Charlie “Tremendous” Jones once said that “You are the same today as you’ll be in five years except for two things: the books you read and the people you meet.”
In Part 1 of this topic I discussed the need to read. Let’s take a few moments to discuss meeting people through taking a class and practicing what you learn, both involve meeting people. We will through in a little research too.
2. Take a class. Pay for the class. A 30 minute seminar is only to whet your appetite. You must invest time and money. When you are out of your own pocket and time, you will pay better attention and care more about the topic(s) you choose. I pay to go the Missouri SEMA conference every other year. I go to learn. I also pay for medical training, I attend firearms training every year, I take at least one self-defense class a year (defense against knife attacks, alternate force options et al).

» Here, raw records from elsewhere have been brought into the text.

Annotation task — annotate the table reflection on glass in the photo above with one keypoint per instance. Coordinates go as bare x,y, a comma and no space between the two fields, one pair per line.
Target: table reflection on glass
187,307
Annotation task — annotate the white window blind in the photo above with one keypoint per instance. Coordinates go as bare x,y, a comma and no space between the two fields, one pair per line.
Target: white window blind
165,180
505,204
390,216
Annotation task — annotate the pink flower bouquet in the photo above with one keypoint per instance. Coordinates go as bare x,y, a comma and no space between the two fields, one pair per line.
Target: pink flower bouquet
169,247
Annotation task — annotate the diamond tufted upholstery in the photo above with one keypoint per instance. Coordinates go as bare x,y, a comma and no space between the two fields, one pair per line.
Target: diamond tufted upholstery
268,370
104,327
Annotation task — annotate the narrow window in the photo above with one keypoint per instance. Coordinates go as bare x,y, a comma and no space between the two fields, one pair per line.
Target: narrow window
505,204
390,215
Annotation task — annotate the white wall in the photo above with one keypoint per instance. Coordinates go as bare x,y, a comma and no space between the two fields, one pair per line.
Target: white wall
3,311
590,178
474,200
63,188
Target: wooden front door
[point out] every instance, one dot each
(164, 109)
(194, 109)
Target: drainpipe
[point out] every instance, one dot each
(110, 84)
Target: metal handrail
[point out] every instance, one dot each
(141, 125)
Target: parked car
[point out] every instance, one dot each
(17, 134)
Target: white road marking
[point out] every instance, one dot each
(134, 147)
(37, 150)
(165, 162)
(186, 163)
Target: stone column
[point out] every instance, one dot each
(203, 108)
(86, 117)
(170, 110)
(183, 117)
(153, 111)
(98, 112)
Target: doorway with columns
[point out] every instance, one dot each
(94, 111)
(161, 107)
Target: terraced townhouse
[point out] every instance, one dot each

The type of class again depends on what skills you are looking to improve or gain. The two day SonicWall training was great for me, as an IT guy that is a skill I needed, it might be worthless to you.
I have taken classes from “Student of the Gun University” and highly recommend them for Medical Trauma (Beyond the Band Aid) and less lethal (Force Options).
If you want to know how to defend your life and that of your family with a handgun I can recommend Matt Canovi’s R.E.A.L. Defensive training.
If you want to be competent with any firearm you own, I can highly recommend the training in Galena Missouri at APT Academy.
If you want to be a better leader, Dave Ramsey’s 1 day EntreLeadership event inspired me.
If you want to win with money, take the Financial Peace University class near you
There are numerous Personal Safety and Preparedness classes like CERT, DHS FEMA and SEMA courses that cover all types of topics.
The American Heart Association, Red Cross and American Academy of Orthopedic Surgeons all have great basic (“First Aid”) to advanced (First Responder) and generic (CPR) to specific (Baby sitter first aid) classes that are a great investment of your time.
3. Research. I am the team leader for the Security and First Aid teams at my church, I set aside 2 hours every week to surf sites dedicated to Church safety, Security and first aid. I watch videos, I attend conferences (local and out of town – at my expense) yes this could go with #2 above.
While Google tracks you DuckDuckGo.com is a search tool that does not track you. I cannot speak for the NSA, FBI or any other government agency.
4. Practice. Though I cannot prove it, I once was taught that if you do something every day for 5 minutes, you will become a master of it. It is about steady practice, not burst of it. Draw your firearm from concealment 20 times a day (keep the 4 basic safety rules in mind). Exercise 15 (or 30 or 45) minutes a day. Practice speaking in front of the mirror or a blank wall. Do #3 (Research) above.
Some things you might not be able to do every day, say going to the gun range. If that is the case, do it every week. See the 1 box workout (50 rounds) from Student of the Gun or 100 round workout given to APT students.
So, read a book, take a class on a topic that interest you, research more on the topic and then practice that topic and you will be on your way to a better life.